The most serious issues were discrimination and sexism. In the novel the fact that Rose Cohen is a Jewish woman plays an important role in her life. It is because of this that she and her family have to leave Russia. It is because of the sexist beliefs prevalent in the American society that she receives lower salary in comparison with men. It is because of this that she must marry a man she does not love – something she rebels against. Thus, Rose Cohen is not a typical meek woman but a challenger. But her blending into the society is at the expense of her own happiness: it is much easier to silently comply with the rules and the dominant social assumptions but if you rise against them you are marginalized, i.e. you find yourself not fitting any social group. This is precisely what happens to Rose Cohen. In a way, she loses her identity.

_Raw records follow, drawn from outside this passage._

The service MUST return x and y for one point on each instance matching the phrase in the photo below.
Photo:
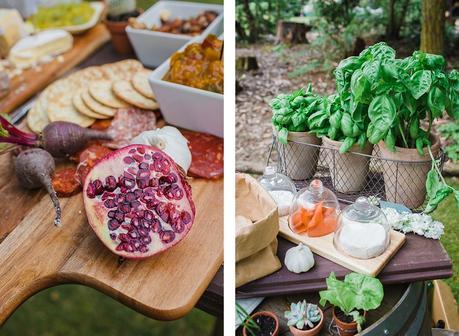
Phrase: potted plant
(118, 14)
(400, 96)
(304, 319)
(342, 132)
(351, 298)
(291, 113)
(263, 323)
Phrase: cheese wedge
(34, 49)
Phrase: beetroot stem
(13, 130)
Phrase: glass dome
(314, 211)
(280, 187)
(363, 230)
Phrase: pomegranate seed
(137, 157)
(91, 191)
(167, 236)
(130, 196)
(113, 224)
(110, 183)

At the same time, being a challenger and disruptor of the status quo, Rose Cohen is not a revolutionary in a proper sense of the word. Instead, she is just an unhappy, in a way, a broken woman who having left the Old World does not find herself in the New World. This disparity in Rose Cohen’s character, her rebellious nature, on the one hand, and innate meekness and femininity, on the other, is very prominent. 

To sum up, the autobiographical novel it dwells on a number of important social issues as they pertain to an early twentieth century world but many of them remain ever-present even today. The novel at the time of its publishing received positive response from the critics, but Rose Cohen’s literary career did take off. Despite the fact that she had an undeniable literary talent, Rose Cohen passed out of life largely unnoticed. It is only today that her writing is being rediscovered.